Krausmann, 56, had an “aha” moment after reading a magazine article by Gerald Asher on the University of California-Davis Enology Program. It inspired her to move across the country and enroll at U.C. Davis to pursue the program. She graduated with a bachelor’s degree in fermentation science in 1987, and today she’s the winemaker for Santa Rosa’s Pellegrini Wine Co.

The winemaker said she keeps her ego in check with making chardonnay.

“Because chardonnay is a relatively neutral varietal, it’s like a blank canvas on which the winemaker can have a profound influence,” Krausmann said. “The challenge for winemakers with chardonnay is to avoid making their imprint too deep. For some, it’s impossible to resist the urge to show off their winemaking technique, masking the inherent beauty of the chardonnay fruit itself.”

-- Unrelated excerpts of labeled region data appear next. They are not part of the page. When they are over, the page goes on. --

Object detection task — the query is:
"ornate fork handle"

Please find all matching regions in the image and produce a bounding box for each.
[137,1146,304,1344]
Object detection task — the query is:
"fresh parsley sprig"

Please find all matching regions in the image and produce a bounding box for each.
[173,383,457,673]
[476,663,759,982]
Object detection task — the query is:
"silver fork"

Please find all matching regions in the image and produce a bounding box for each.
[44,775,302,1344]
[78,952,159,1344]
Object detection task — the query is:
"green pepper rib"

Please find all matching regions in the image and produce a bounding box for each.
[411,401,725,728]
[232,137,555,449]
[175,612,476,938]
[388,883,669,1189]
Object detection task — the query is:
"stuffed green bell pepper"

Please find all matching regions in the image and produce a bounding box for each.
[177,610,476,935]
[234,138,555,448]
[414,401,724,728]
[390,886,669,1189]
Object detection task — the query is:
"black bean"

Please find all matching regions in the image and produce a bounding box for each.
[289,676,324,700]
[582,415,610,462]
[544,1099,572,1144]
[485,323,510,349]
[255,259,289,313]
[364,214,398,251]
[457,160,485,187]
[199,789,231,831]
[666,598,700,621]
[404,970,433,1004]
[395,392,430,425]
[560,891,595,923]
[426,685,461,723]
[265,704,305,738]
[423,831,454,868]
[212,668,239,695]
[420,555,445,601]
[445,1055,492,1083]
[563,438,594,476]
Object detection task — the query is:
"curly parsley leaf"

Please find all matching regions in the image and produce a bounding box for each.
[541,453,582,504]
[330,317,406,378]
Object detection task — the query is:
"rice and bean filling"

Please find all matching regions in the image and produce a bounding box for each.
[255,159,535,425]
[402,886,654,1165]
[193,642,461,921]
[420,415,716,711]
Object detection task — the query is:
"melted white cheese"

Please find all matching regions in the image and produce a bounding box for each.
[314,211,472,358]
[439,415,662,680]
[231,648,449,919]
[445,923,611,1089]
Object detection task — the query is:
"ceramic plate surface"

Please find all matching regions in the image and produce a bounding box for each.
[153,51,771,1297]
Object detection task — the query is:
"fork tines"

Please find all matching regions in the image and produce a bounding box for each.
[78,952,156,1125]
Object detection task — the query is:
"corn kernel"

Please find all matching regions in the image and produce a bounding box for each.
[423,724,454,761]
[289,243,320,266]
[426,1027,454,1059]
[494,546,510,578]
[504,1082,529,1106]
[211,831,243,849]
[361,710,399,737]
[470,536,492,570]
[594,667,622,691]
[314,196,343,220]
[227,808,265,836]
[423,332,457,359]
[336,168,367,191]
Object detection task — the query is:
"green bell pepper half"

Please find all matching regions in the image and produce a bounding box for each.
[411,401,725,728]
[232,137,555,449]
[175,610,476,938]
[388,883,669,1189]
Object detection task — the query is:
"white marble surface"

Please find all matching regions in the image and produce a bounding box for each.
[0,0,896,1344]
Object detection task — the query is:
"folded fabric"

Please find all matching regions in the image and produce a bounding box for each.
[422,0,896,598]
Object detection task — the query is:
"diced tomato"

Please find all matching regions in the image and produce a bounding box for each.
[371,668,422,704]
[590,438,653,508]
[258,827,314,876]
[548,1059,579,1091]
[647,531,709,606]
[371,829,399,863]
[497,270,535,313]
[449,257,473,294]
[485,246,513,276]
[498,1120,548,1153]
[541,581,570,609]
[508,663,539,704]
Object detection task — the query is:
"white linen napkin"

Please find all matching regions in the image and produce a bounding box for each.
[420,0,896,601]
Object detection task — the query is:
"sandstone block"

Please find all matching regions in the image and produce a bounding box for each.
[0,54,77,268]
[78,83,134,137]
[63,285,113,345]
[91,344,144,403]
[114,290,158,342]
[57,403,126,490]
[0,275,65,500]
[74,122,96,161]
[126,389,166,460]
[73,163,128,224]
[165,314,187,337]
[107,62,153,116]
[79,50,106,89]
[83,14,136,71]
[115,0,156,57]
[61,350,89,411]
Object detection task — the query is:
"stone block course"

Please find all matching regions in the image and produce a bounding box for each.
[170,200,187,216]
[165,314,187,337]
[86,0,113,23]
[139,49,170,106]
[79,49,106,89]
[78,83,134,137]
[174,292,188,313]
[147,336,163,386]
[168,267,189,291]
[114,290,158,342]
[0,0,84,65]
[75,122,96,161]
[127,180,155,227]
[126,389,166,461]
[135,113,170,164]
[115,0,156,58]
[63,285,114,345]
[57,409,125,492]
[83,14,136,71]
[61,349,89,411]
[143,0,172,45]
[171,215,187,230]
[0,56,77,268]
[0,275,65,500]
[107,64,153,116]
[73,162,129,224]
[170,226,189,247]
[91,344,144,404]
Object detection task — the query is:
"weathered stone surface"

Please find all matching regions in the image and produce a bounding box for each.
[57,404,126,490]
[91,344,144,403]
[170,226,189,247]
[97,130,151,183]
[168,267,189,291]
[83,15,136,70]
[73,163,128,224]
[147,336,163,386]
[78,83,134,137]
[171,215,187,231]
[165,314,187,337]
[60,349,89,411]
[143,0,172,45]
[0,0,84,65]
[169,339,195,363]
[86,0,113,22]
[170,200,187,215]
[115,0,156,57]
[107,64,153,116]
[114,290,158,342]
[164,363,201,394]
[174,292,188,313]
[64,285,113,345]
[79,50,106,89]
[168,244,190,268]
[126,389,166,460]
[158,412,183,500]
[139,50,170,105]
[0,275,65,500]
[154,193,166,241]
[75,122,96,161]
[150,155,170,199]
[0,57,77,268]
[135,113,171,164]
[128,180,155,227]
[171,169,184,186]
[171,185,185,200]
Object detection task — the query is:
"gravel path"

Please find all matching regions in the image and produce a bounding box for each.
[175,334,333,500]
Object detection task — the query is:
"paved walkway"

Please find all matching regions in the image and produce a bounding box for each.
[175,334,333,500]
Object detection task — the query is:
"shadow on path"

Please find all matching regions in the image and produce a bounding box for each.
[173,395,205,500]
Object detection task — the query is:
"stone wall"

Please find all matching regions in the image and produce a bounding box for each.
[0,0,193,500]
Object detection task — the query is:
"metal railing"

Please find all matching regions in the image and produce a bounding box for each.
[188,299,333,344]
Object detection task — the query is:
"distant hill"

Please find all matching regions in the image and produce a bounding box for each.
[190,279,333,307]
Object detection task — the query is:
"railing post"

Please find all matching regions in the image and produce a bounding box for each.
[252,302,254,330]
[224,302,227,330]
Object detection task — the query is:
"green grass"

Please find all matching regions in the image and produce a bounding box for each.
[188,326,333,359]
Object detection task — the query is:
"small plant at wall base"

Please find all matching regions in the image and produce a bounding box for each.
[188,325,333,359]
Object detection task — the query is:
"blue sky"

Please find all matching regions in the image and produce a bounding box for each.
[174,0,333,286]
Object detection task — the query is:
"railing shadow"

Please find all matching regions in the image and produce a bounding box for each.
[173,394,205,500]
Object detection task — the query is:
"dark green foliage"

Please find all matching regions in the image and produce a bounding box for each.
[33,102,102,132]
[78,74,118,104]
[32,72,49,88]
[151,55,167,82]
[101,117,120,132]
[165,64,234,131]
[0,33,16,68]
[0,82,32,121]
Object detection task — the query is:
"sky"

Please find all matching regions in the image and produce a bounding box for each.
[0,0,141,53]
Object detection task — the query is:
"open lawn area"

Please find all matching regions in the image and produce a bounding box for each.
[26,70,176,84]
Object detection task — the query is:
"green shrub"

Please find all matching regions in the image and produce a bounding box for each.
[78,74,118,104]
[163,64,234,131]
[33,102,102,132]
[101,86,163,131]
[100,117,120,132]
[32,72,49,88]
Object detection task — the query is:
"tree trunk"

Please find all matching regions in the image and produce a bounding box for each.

Krausmann lets the grape do the talking.

“My approach is to showcase the pure fresh fruit flavors that make Russian River chardonnay spectacular: lemon jest, citrus, apple, nectarine,” she said.

“When a wine has beautiful fruit and fantastic acid, it doesn’t need any adornment. It can shine on its own. I am particularly focused on texture and mouth-feel in crafting wines, revealed in this wine as a creamy counterbalance to the bright acidity of Russian River Valley chardonnay.”